The Mumbai bench of the Income Tax Appellate Tribunal ( ITAT ) has held that no addition can be made under section 68 of the Income Tax Act, 1961 based on turnover declared under 44 AD of the act.
The revenue challenged the order of Commissioner of Income Tax, Appeals, / National Faceless Appeal Centre [the CIT(A)]. The assessee, Shri Kalpesh Kantilal Gada is a partner in R.K. Construction, B.K. and K.K. Developers and K.K.Tex Enterprises and during the year the assessee also carried out trading in Grey clothes.

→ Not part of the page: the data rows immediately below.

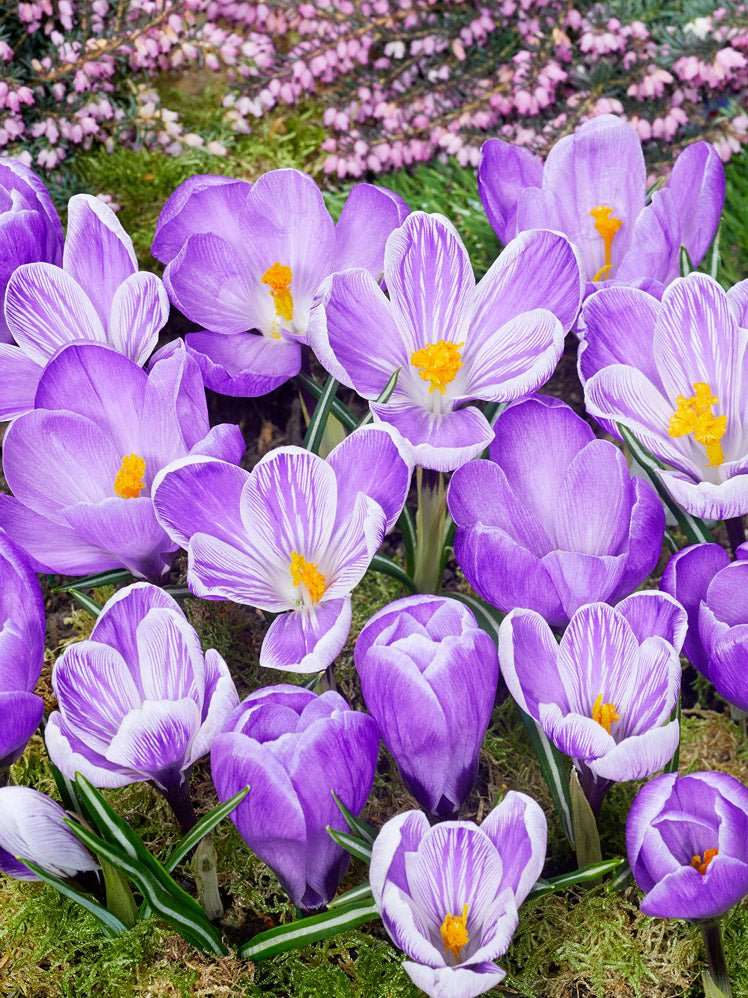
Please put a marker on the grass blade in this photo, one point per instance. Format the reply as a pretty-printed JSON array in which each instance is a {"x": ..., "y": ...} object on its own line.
[
  {"x": 109, "y": 922},
  {"x": 305, "y": 931}
]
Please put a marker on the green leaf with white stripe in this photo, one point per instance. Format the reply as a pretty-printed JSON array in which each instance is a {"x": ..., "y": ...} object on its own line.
[
  {"x": 306, "y": 931},
  {"x": 695, "y": 530}
]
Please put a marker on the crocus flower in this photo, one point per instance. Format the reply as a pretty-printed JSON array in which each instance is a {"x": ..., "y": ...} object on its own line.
[
  {"x": 714, "y": 592},
  {"x": 21, "y": 651},
  {"x": 97, "y": 295},
  {"x": 139, "y": 700},
  {"x": 32, "y": 825},
  {"x": 687, "y": 842},
  {"x": 674, "y": 373},
  {"x": 554, "y": 519},
  {"x": 425, "y": 658},
  {"x": 30, "y": 229},
  {"x": 294, "y": 749},
  {"x": 448, "y": 895},
  {"x": 606, "y": 694},
  {"x": 452, "y": 341},
  {"x": 80, "y": 465},
  {"x": 294, "y": 536},
  {"x": 593, "y": 188},
  {"x": 249, "y": 257}
]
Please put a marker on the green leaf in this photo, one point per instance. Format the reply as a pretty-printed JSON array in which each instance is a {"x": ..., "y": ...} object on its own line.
[
  {"x": 86, "y": 602},
  {"x": 360, "y": 893},
  {"x": 316, "y": 430},
  {"x": 357, "y": 826},
  {"x": 384, "y": 396},
  {"x": 381, "y": 563},
  {"x": 109, "y": 922},
  {"x": 586, "y": 835},
  {"x": 205, "y": 825},
  {"x": 305, "y": 931},
  {"x": 694, "y": 529},
  {"x": 352, "y": 844},
  {"x": 339, "y": 410},
  {"x": 94, "y": 581}
]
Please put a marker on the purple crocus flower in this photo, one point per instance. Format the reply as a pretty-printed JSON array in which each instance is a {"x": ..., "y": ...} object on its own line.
[
  {"x": 714, "y": 592},
  {"x": 21, "y": 651},
  {"x": 674, "y": 372},
  {"x": 139, "y": 700},
  {"x": 425, "y": 658},
  {"x": 32, "y": 825},
  {"x": 554, "y": 519},
  {"x": 687, "y": 842},
  {"x": 80, "y": 465},
  {"x": 294, "y": 536},
  {"x": 30, "y": 230},
  {"x": 593, "y": 187},
  {"x": 246, "y": 256},
  {"x": 606, "y": 694},
  {"x": 452, "y": 341},
  {"x": 448, "y": 895},
  {"x": 97, "y": 295},
  {"x": 295, "y": 749}
]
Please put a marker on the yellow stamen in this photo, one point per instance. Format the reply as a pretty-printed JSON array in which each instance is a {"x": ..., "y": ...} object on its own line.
[
  {"x": 604, "y": 713},
  {"x": 607, "y": 225},
  {"x": 454, "y": 932},
  {"x": 129, "y": 481},
  {"x": 694, "y": 415},
  {"x": 278, "y": 279},
  {"x": 702, "y": 864},
  {"x": 306, "y": 573},
  {"x": 438, "y": 363}
]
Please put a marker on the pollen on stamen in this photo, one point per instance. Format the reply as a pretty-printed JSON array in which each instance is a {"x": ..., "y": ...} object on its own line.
[
  {"x": 438, "y": 363},
  {"x": 129, "y": 481}
]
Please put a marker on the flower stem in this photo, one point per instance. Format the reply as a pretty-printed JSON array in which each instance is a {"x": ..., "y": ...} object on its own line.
[
  {"x": 715, "y": 957},
  {"x": 432, "y": 528},
  {"x": 735, "y": 533}
]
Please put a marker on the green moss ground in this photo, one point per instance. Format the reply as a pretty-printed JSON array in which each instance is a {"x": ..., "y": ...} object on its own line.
[{"x": 581, "y": 943}]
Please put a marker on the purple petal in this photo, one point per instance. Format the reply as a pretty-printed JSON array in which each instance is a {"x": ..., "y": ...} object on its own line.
[
  {"x": 429, "y": 277},
  {"x": 243, "y": 365},
  {"x": 98, "y": 252},
  {"x": 202, "y": 203},
  {"x": 504, "y": 171},
  {"x": 45, "y": 309},
  {"x": 441, "y": 442},
  {"x": 20, "y": 379},
  {"x": 698, "y": 180},
  {"x": 382, "y": 471},
  {"x": 307, "y": 641},
  {"x": 139, "y": 309},
  {"x": 369, "y": 215}
]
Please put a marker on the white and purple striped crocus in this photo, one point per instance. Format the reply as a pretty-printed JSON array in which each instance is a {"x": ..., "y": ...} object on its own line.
[
  {"x": 21, "y": 651},
  {"x": 428, "y": 676},
  {"x": 448, "y": 895},
  {"x": 244, "y": 261},
  {"x": 294, "y": 749},
  {"x": 96, "y": 295},
  {"x": 675, "y": 373},
  {"x": 553, "y": 519},
  {"x": 139, "y": 700},
  {"x": 293, "y": 537},
  {"x": 32, "y": 826},
  {"x": 606, "y": 694},
  {"x": 453, "y": 342},
  {"x": 714, "y": 592},
  {"x": 593, "y": 187},
  {"x": 30, "y": 231},
  {"x": 81, "y": 464},
  {"x": 687, "y": 843}
]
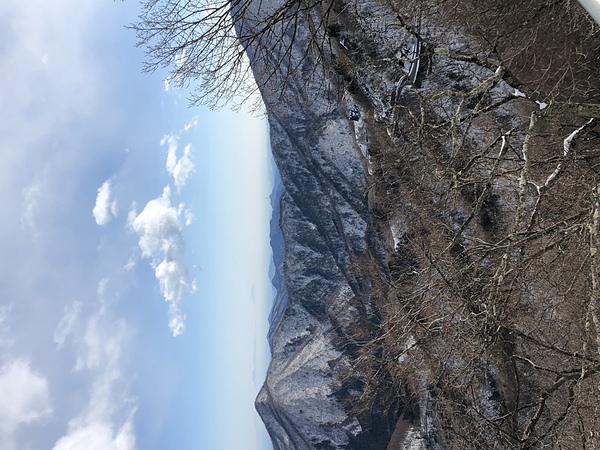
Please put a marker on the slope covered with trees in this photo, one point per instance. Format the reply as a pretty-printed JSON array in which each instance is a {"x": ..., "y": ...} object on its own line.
[{"x": 441, "y": 215}]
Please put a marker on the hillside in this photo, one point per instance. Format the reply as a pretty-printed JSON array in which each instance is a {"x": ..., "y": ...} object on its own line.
[{"x": 440, "y": 221}]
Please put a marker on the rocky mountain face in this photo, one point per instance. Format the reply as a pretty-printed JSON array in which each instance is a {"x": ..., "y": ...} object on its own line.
[{"x": 440, "y": 223}]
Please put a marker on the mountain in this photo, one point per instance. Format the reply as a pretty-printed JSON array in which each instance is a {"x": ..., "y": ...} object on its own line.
[{"x": 439, "y": 218}]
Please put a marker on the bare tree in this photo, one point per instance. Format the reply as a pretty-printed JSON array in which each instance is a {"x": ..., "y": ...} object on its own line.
[{"x": 205, "y": 44}]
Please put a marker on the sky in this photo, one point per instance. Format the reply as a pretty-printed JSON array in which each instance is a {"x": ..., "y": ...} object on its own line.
[{"x": 134, "y": 243}]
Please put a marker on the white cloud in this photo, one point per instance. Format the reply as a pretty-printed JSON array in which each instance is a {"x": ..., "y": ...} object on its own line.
[
  {"x": 98, "y": 436},
  {"x": 25, "y": 399},
  {"x": 161, "y": 240},
  {"x": 191, "y": 124},
  {"x": 179, "y": 168},
  {"x": 189, "y": 217},
  {"x": 106, "y": 207},
  {"x": 67, "y": 324},
  {"x": 31, "y": 196},
  {"x": 106, "y": 423}
]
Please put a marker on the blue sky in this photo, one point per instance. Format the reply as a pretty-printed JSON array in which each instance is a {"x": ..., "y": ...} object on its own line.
[{"x": 134, "y": 242}]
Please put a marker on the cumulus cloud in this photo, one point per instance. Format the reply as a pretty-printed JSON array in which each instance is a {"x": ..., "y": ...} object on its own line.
[
  {"x": 179, "y": 168},
  {"x": 161, "y": 240},
  {"x": 98, "y": 436},
  {"x": 25, "y": 399},
  {"x": 106, "y": 207}
]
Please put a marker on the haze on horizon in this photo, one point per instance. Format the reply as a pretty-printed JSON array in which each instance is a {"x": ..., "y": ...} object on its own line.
[{"x": 135, "y": 241}]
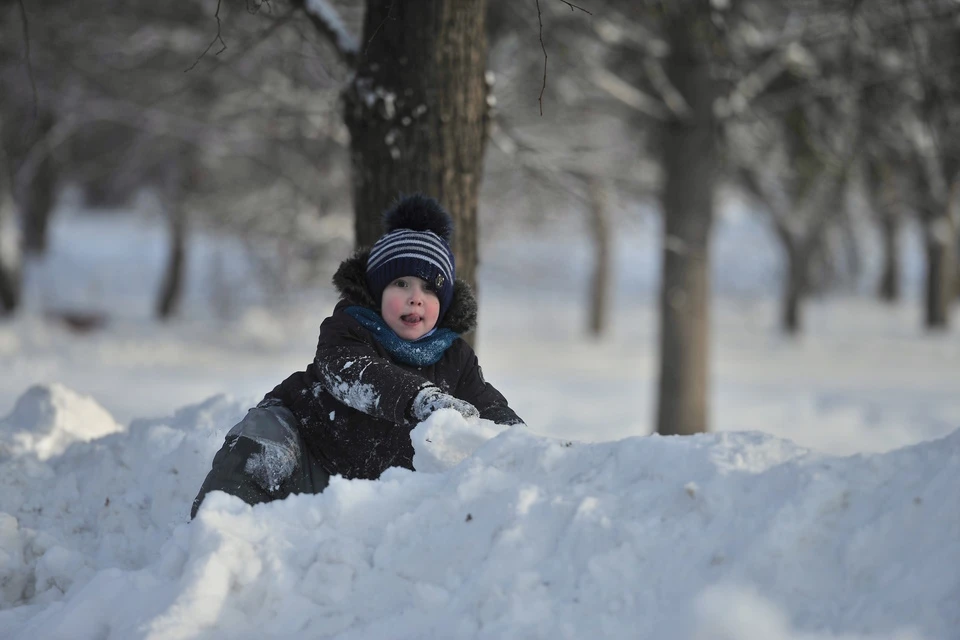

For the assessment year 2017-18 the assessee has disclosed income under section 44AD of the Income Tax Act (the Act) declaring a profit of Rs.15,11,950 against a gross receipt of Rs.1,88,98,744. The assessee filed the return of income for assessment year 2017-18 on 02.01.2018 declaring total income of Rs.15,53,600. The case was selected for scrutiny under CASS and the statutory notices were duly served on the assessee.
During assessment proceedings, the assessing officer noticed that assessee has deposited an amount of Rs.1,96,87,000 in the bank account with Axis Bank. The assessee submitted before the assessing officer the cash deposits are arising out of cash income generated from his trading activity. The assessee also submitted various details with regard to his trading activity such as sales register, stock statement, purchase register etc. The assessing officer after perusing the details furnished by the assessee treated the trading activity of the assessee as non-genuine and accordingly made an addition of the entire turnover of the assessee from trading activity to the tune of Rs.1,88,98,744 under section 68 of the Act.
The CIT(A) allowed the appeal in favour of the assessee by holding that the additions under section 68 cannot be made in the case where the assessee has declared income under section 44AD of the Act.
The revenue argued that CIT has erred in deleting the addition made u/s 68 of the Income-tax Act, 1961 to the tune of Rs. 1,88,98,744/- shown as sales turnover by the assessee in cash generated from his non-existent trading activity.
On the facts and circumstances of the case, CIT(A) has erred in not appreciating the facts that mere filing of ITR under section 44AD of the Act, the assessee cannot claim any credits or debits in his bank a/c as business related sales or expenditure respectively since assessee has failed to prove the genuineness of his business nature and purpose of credits and debits in his bank a/c.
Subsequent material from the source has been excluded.